Show that the dimension of the solutions of the equation $a_1x_1+a_2x_2+...+a_nx_n=0$ is $n-1$. Show that all subspaces of the dimension $n-1$ has this same form.
I don't know even where to begin. Here are just some thoughts: The $a_1x_1+a_2x_2+...+a_nx_n=0$ can be represented as a product of two matrices: the matrix of $a$'s $n\times 1$ and the one of $x$'s $1\times n$. So, I guess the dimension of the $a_1x_1+a_2x_2+...+a_nx_n=0$ must be the dimension of the $n\times 1$ matrix of $a$'s. Its dimension can be at most $n-1$.

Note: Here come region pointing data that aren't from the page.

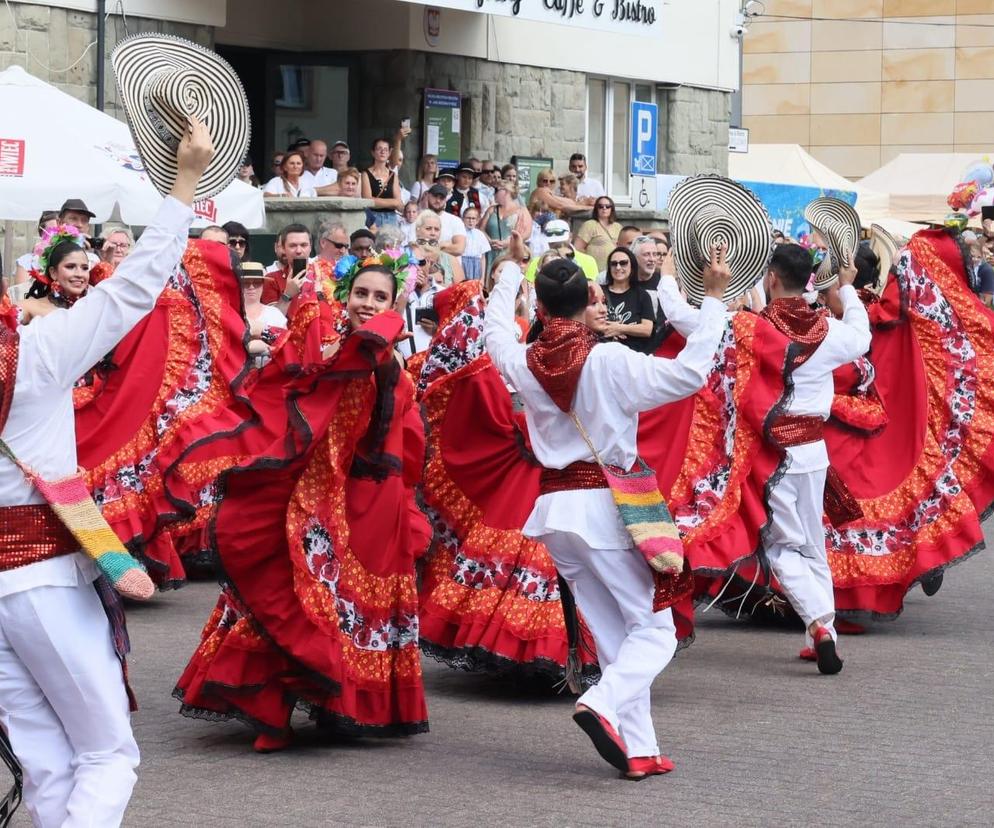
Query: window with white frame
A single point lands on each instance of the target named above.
(608, 115)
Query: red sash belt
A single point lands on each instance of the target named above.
(797, 430)
(29, 534)
(578, 475)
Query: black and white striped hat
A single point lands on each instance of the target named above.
(708, 209)
(163, 79)
(838, 224)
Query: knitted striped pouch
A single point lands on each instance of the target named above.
(71, 502)
(643, 510)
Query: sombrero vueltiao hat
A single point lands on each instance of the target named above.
(708, 209)
(887, 249)
(253, 270)
(838, 224)
(162, 80)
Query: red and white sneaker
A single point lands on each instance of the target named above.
(828, 659)
(642, 767)
(607, 741)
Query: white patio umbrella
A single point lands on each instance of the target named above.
(59, 147)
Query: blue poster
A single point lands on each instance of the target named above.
(786, 202)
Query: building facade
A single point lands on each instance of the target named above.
(535, 78)
(857, 82)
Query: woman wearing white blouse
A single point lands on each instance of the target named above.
(287, 184)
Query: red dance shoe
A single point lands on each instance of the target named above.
(843, 627)
(642, 767)
(829, 662)
(265, 743)
(606, 739)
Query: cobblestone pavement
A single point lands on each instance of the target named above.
(902, 736)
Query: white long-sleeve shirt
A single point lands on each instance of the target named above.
(615, 385)
(55, 351)
(814, 389)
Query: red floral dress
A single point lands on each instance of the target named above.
(317, 534)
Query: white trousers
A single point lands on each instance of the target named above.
(795, 548)
(613, 589)
(64, 707)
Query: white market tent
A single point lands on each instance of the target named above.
(58, 147)
(790, 164)
(919, 183)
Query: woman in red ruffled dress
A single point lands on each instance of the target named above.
(912, 437)
(161, 389)
(490, 598)
(317, 533)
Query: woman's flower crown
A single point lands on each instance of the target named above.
(52, 237)
(395, 260)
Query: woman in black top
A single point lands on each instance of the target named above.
(380, 184)
(629, 308)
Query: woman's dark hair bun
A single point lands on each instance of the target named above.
(560, 270)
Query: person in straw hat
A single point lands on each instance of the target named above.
(582, 401)
(63, 698)
(709, 208)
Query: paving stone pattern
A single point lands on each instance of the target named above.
(902, 737)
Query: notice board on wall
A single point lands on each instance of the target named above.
(442, 126)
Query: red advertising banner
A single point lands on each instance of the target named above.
(12, 157)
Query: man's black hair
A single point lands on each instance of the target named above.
(561, 287)
(292, 228)
(867, 267)
(792, 265)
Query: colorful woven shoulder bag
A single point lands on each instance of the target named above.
(643, 510)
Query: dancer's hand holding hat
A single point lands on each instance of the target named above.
(847, 271)
(193, 154)
(717, 273)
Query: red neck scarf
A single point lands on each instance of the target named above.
(9, 343)
(795, 319)
(556, 358)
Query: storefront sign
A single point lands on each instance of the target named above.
(443, 126)
(738, 139)
(635, 17)
(12, 157)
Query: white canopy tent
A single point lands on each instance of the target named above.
(790, 164)
(55, 147)
(919, 183)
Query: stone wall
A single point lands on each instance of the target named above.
(696, 131)
(509, 110)
(527, 110)
(51, 44)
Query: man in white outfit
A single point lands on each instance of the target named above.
(794, 541)
(63, 701)
(606, 386)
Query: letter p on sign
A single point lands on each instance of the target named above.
(644, 135)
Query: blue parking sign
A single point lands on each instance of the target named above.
(645, 132)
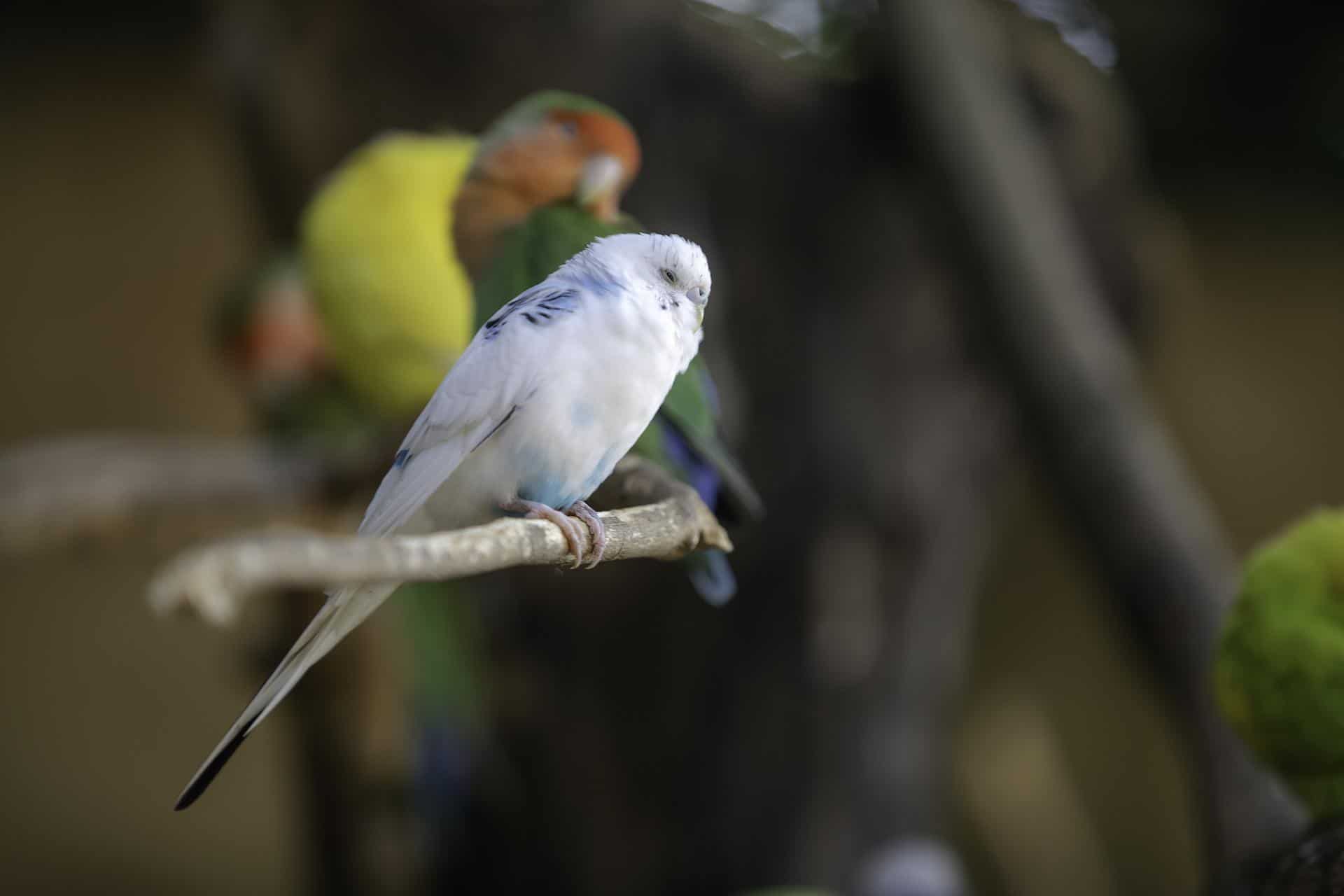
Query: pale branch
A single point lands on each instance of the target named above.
(216, 578)
(64, 488)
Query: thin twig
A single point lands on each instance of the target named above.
(1114, 464)
(216, 578)
(59, 489)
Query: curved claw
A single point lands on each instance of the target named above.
(582, 511)
(538, 511)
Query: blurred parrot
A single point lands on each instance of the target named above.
(360, 333)
(1278, 673)
(685, 434)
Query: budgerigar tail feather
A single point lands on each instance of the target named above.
(711, 577)
(342, 613)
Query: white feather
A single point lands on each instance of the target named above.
(545, 400)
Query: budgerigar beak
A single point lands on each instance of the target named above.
(598, 182)
(698, 298)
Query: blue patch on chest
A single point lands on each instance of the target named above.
(561, 492)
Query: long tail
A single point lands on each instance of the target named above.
(344, 610)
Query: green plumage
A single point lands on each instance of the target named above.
(1278, 673)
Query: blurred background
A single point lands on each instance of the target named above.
(925, 654)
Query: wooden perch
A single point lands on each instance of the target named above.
(59, 489)
(214, 580)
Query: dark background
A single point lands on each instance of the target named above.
(150, 153)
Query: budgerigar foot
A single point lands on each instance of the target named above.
(582, 511)
(538, 511)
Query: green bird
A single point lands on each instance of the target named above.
(355, 335)
(685, 435)
(1278, 673)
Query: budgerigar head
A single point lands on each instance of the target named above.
(554, 147)
(671, 273)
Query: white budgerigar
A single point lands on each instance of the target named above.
(552, 393)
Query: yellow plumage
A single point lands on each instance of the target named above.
(377, 253)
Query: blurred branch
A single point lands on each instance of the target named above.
(216, 578)
(65, 488)
(1110, 457)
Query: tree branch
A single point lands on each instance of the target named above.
(216, 578)
(65, 488)
(1110, 458)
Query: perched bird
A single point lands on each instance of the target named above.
(391, 239)
(685, 435)
(530, 421)
(1278, 673)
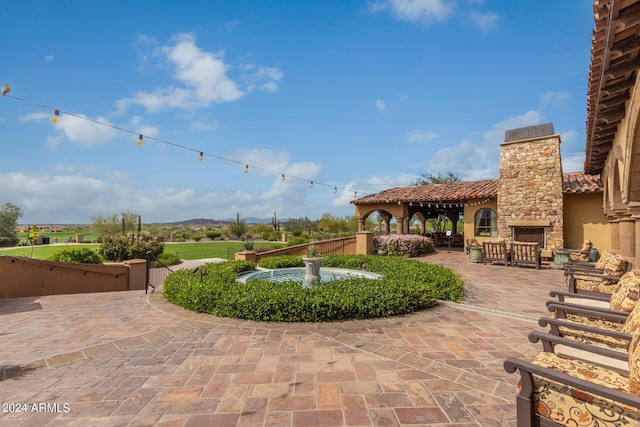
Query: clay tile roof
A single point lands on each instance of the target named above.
(579, 182)
(615, 59)
(574, 182)
(450, 192)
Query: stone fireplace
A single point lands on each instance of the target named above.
(530, 198)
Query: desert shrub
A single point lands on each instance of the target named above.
(297, 241)
(406, 245)
(79, 255)
(8, 241)
(406, 286)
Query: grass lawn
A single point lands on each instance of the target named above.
(200, 250)
(63, 236)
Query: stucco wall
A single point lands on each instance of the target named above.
(23, 277)
(584, 219)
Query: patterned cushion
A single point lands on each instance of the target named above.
(616, 266)
(594, 338)
(627, 293)
(604, 258)
(573, 407)
(634, 365)
(632, 324)
(594, 284)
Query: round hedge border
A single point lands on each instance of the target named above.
(407, 285)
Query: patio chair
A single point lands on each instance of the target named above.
(593, 281)
(558, 390)
(495, 251)
(526, 253)
(623, 298)
(581, 254)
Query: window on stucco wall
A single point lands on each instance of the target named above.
(486, 223)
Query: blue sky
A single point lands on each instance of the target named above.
(358, 95)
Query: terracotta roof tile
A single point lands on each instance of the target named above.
(580, 182)
(574, 182)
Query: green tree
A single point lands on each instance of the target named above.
(427, 178)
(238, 227)
(112, 224)
(9, 215)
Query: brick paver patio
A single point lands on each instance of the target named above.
(131, 359)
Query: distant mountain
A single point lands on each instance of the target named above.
(205, 221)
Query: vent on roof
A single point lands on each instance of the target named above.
(529, 132)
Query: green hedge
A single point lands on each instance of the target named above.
(407, 285)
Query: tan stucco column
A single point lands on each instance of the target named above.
(364, 243)
(615, 234)
(627, 237)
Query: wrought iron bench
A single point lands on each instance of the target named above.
(495, 252)
(526, 253)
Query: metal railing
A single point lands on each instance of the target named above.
(155, 276)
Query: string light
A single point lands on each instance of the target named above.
(6, 90)
(56, 117)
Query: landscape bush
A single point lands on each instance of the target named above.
(212, 234)
(406, 245)
(406, 286)
(79, 255)
(120, 248)
(6, 242)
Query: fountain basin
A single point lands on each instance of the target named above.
(297, 274)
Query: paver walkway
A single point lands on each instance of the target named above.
(127, 358)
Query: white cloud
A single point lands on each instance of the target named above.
(230, 26)
(423, 11)
(472, 161)
(265, 78)
(553, 98)
(485, 21)
(34, 117)
(416, 136)
(202, 77)
(574, 162)
(369, 185)
(85, 132)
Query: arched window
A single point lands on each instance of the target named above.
(486, 223)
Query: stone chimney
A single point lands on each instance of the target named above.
(530, 197)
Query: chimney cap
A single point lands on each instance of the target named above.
(529, 132)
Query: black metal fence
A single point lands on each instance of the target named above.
(156, 272)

You are on the right track: you have $A\mathbf x=0$ for the matrix $A=[a_1,\cdots ,a_n]$. And you are assuming that at least one of the $a_i$ s non-zero. Now, $P=\{\mathbf{x}\in \mathbb R^n \mid A\mathbf{x}=0\};$ that is, $P$ is the nullspace of $A$. And since at least one of the $a_i$ is non-zero, the rank of $A$ is $1$. Now the result follows from the rank-nullity theorem, because $\text{rk}A +\text{ker}A =n$.
A faster way would be to note that $P$ is just the orthogonal complement of the one dimensional vector space generated by $(a_1,\cdots, a_n)$ and so has dimension $n-1.$
I leave the converse to you.